Nos últimos anos, os Óscares sofreram uma mudança radical. Nas últimas edições não houve quase filmes de grandes estúdios a levar a estatueta mais importante. Os mega estúdios concentraram os esforços em superproduções, de valores orçamentais brutais, com argumentos bons mas previsíveis. Com esta aposta de monocultura correm alguns riscos - um filme que falha é imediatamente um desastre financeiro -, mas têm uma enorme segurança: basta que um dois filmes corram muito bem a nível global para que tudo continue a funcionar e a ganhar mais dinheiro.
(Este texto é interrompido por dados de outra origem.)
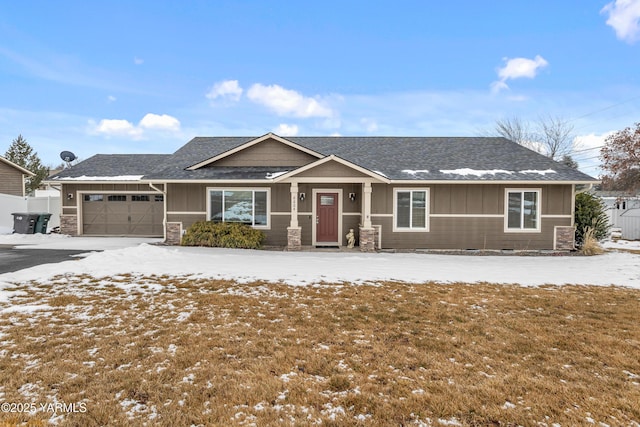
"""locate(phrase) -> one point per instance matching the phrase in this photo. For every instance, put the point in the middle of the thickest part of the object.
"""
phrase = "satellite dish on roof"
(68, 157)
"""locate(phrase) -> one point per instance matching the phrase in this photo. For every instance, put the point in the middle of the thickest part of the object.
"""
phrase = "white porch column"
(366, 205)
(294, 205)
(294, 232)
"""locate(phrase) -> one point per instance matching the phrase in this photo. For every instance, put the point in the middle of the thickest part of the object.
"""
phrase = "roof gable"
(267, 150)
(331, 167)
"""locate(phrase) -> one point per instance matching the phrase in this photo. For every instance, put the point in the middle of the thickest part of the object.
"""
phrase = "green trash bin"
(24, 222)
(42, 223)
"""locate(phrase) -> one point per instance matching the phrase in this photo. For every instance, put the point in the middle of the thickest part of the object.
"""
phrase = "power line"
(605, 108)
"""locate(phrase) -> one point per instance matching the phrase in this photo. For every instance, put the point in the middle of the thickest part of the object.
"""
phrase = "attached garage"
(122, 214)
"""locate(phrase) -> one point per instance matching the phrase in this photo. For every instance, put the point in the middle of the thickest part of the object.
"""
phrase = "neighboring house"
(394, 192)
(12, 178)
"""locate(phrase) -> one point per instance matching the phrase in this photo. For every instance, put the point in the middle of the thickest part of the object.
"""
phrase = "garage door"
(122, 214)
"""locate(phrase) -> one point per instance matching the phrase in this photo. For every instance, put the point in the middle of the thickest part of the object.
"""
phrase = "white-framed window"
(411, 209)
(522, 210)
(246, 205)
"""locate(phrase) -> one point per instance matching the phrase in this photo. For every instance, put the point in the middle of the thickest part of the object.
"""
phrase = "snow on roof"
(415, 172)
(475, 172)
(272, 175)
(100, 178)
(544, 172)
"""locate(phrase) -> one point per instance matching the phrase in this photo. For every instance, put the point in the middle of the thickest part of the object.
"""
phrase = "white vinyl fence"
(624, 215)
(39, 204)
(627, 220)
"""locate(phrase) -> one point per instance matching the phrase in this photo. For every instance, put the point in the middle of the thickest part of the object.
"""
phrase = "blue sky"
(146, 76)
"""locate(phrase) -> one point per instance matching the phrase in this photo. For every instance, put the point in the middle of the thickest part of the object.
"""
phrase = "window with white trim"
(522, 210)
(411, 209)
(239, 205)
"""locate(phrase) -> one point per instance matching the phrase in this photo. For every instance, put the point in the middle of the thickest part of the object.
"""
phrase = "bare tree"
(552, 137)
(516, 130)
(621, 158)
(555, 136)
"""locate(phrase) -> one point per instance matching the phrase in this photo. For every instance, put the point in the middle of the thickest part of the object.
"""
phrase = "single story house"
(394, 192)
(12, 178)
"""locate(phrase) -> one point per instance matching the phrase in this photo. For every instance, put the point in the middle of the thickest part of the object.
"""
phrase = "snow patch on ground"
(306, 268)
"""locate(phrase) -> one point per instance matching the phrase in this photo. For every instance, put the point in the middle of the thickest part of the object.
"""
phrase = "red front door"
(327, 218)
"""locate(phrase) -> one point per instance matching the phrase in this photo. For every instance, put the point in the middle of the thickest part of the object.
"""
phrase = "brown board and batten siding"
(471, 216)
(11, 180)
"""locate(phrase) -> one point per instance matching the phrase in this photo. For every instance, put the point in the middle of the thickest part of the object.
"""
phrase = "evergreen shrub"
(223, 235)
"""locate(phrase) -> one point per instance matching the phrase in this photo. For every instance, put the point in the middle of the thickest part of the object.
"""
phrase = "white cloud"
(284, 129)
(124, 128)
(624, 17)
(286, 102)
(118, 127)
(516, 68)
(161, 122)
(229, 89)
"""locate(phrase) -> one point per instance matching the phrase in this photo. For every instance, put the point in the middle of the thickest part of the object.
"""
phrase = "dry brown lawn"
(179, 352)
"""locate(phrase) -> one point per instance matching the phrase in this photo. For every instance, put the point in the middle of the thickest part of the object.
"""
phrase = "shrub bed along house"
(223, 235)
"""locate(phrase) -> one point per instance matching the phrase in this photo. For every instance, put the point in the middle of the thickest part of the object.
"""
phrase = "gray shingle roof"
(397, 158)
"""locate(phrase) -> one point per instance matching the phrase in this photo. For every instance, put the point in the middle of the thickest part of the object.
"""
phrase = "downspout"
(164, 204)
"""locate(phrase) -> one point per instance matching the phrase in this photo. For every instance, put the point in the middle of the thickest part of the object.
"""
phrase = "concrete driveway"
(12, 259)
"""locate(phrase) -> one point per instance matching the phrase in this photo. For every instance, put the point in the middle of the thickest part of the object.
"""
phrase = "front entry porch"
(330, 220)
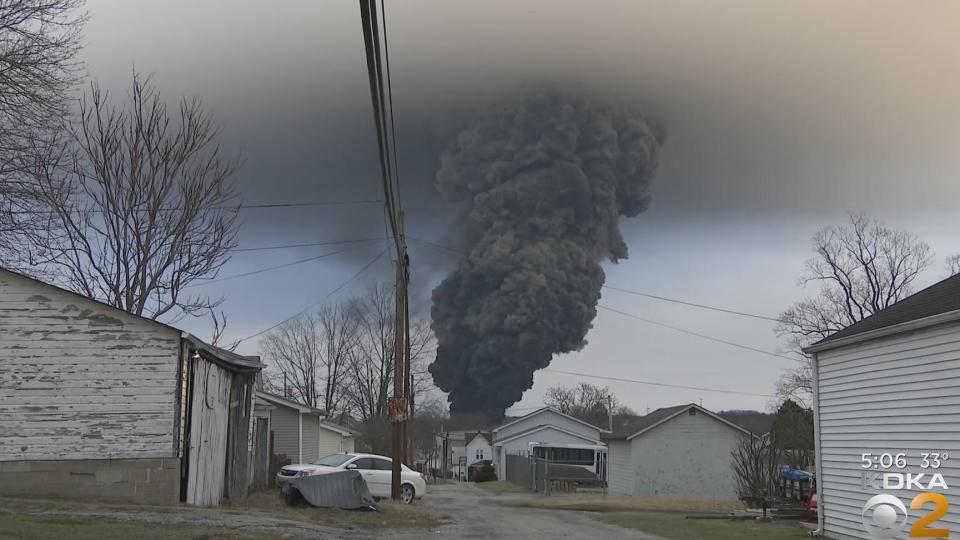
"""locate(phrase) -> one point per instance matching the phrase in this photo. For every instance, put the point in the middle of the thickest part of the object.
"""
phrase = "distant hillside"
(755, 421)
Este movimento, que fez transferir para a televisão grande parte do talento artístico e do risco criativo (a benefício das magníficas séries que hoje podemos ver), teve um efeito colateral no cinema. O chamado cinema indie ou de autor ficou com caminho aberto para obter uma justa notoriedade a que quase nunca tinha acesso.
Basta ver a lista dos filmes que venceram os Óscares de 2010, onde só um - “Argo” - é de uma grande produtora. Os outros são “Doze anos escravo”, “Birdman”, “O Artista”, “O Discurso do Rei” e “Spotlight”. Nenhum destes filmes teria ganho o Óscar de melhor filme no período em que os grandes estúdios apostavam em várias “camadas” de produção e corriam riscos artísticos.
Não é por acaso que “Manchester by the Sea” pertence à Amazon e o melhor documentário é da Netflix. Já nos Emmys, estas novas produtoras/distribuidoras começaram a ganhar espaço aos estúdios e às televisões tradicionais. Arriscam mais, diversificam, jogam em produtos seguros mas dão enorme espaço de criatividade artística.
“Moonlight” não nasceu na era Trump nem é um filme político. A peça de teatro tem quase dez anos e o argumento foi escrito em 2015, num período em que o realizador Barry Jenkins esteve a viver em quase clausura em Bruxelas. Jenkins não o escreveu para responder à ausência de negros dos Óscares em 2016 ou ao ódio racial de parte da base de apoio a Donald Trump.
Fê-lo por ter dado de caras com um texto genial, que tinha muito a ver com a sua infância e que retratava uma Miami nunca vista no cinema. O que Jenkins fez foi um portento visual, um filme espantosamente bonito, de uma estranha densidade, em que as imagens se sobrepõem à escassez de diálogos. É um filme raro, um poema de luz e com opções de filmagem, edição e de banda sonora nada fáceis. E é por isso que é esmagador.
Ainda bem que o filme acabou por cumprir um propósito político para o qual não nasceu. A arte pode conseguir isso pela sua própria natureza ou pelas circunstâncias em que ocorre a sua exibição. “Moonlight” é um filme sem par, que aproveitou o momentum para ter um reconhecimento internacional dificilmente previsível. Mas está a ter o reconhecimento merecido. É melhor que “La La Land” - que tem uma realização incrivelmente difícil - ou que o esmagador “Manchester by the sea”. Supera o primeiro pela densidade e o segundo pela qualidade artística. E supera os dois por ser o cinema na sua essência, uma obra visualmente magnífica, perturbadora e que ninguém esquece. Não por ter os melhores atores, os melhores diálogos ou o argumento mais espetacular, mas porque é o melhor filme do ano.